If a Christian historian studies the same stuff that Carrier does and does not agree with what Carrier's opinion is, does that mean that the Christian historian has a cognitive bias? Maybe it does, maybe it doesn't, but the disagreeing is a personal opinion, just as it is with Carrier.
Just because Carrier is a historian does not mean that his opinions are history.
Because if you claim to not have a naturalistic bias then you should accept all the other claims as well.
I don't need to disagree with Hinduism and Islam because of anti supernatural reasons.
This is the real crank, Historians are not "anti-supernatural". That is a claim you need to prove. Some historians actually 100% believed in a supernatural power. Bart Ehrman was one. He was an evangelical Christian. What historians are is honest to what the evidence presents.
I don't say that all historians are anti-supernatural. What I say is that different historians come to different conclusions and just because someone has studied history and has a qualification does not make their opinion of the evidence correct.
No peer review means each new paper used the same evidence and standard of evidence. It isn't about sharing a bias?
If the "standard of evidence" means that the supernatural is dismissed and anything remotely similar in other religions means that one copied from another,,,,,,,,,,,,,,,,,,,, that is sharing a bias.
The evidence is highly trained Greek school writers were writing fiction combining the new and popular Hellenistic ideas and this time doing it for Judaism. They also added Persian myths into it as well like Revelation, Satan vs God and a few others.
There is literally zero evidence that any of that is true.
That is opinion of the evidence.
Really it comes from Jewish theology. The Jewish theology that comes from as far back as 1400 BC, before the Persian and Greeks influence.
As I said Ehrman was a born again evangelical fundamentalist. He absolutely did not have any bias. He bought fully into it. He isn't the only historical scholar either. Dr Josh Bowden is another who was a fundamentalist.
Are you saying that these people agree with Carrier?
No, there is an alternative, it's just absurd. Savior demigods, virgin born who were there to provide salvation to baptized members in the form of eternal life through a passion/sacrifice (and all other copied myths) were happening as a result of the popularity of Greek and Persian theology and THEN, a run of the mill typical national God, Yahweh, who reads just like all Gods going back to Sumer (and liked to use Mesopotamian, Egyptian and Babylonian myths) decides to for real have a son do the dying/rising in 3 days thing. But this one time it's real.
This has nothing to do with naturalistic methodology, it's just clearly another myth..
So any historian who disagrees is biased I suppose.
You make glib statements about saviour demigods, virgin births, baptism and eternal life etc as if these things were the norm.

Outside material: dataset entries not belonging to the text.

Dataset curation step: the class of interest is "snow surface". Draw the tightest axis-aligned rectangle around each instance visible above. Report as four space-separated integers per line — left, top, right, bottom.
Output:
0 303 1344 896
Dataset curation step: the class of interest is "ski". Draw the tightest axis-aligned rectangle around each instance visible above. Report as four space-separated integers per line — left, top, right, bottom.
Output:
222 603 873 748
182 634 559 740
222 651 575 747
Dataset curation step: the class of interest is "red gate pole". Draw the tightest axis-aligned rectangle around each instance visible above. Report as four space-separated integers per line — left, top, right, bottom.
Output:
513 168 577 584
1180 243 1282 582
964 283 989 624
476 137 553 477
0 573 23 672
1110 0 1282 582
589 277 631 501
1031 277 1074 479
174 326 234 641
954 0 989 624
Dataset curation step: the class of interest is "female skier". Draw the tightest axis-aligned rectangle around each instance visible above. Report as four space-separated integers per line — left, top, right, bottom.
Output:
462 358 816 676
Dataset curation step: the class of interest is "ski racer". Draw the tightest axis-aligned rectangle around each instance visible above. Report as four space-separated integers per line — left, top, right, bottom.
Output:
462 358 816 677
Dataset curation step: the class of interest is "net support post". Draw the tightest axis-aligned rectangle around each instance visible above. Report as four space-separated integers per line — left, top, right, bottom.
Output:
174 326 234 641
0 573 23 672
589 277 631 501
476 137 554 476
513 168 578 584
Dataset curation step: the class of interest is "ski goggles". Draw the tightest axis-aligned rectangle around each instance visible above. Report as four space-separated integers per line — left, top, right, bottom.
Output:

The reality is that the lies that used to be told about demigods and the Jesus story being copied from them have been debunked many years ago and now exactly the same things are being taught by Carrier etc. and it is not because the virgin births, salvation etc has been now shown to be correct, it is because the interpretation by Carrier has expanded to make any little vague similarity into part of a theme. Easy, just have a naturalistic presupposition and say the OT was written late in the OT period and that plagiarisation from other religions is just a fact and deny the Jewishness of the gospel story, and use vague similarities in some other religions as themes , and discrediting the Bible. Discrediting is easy, just make up stuff and throw it and it sticks for those who want to believe it.
And during the entire 2nd century Christians were at least 50% Gnostic until Rome decided on a theology in the late 3rd century?
Rome did not decide on Christian theology. The Christian Church that dated back to the apostles and their writings was not the gnostic groups and that can be seen in the New Testament epistle and the Gospels.
Islam and Hinduism make all the same arguments you make. Yet they are wrong by your beliefs. Which demonstrates a flawed methodology.
Pointing out the flawed methodology in what claims to be history is flawed methodology?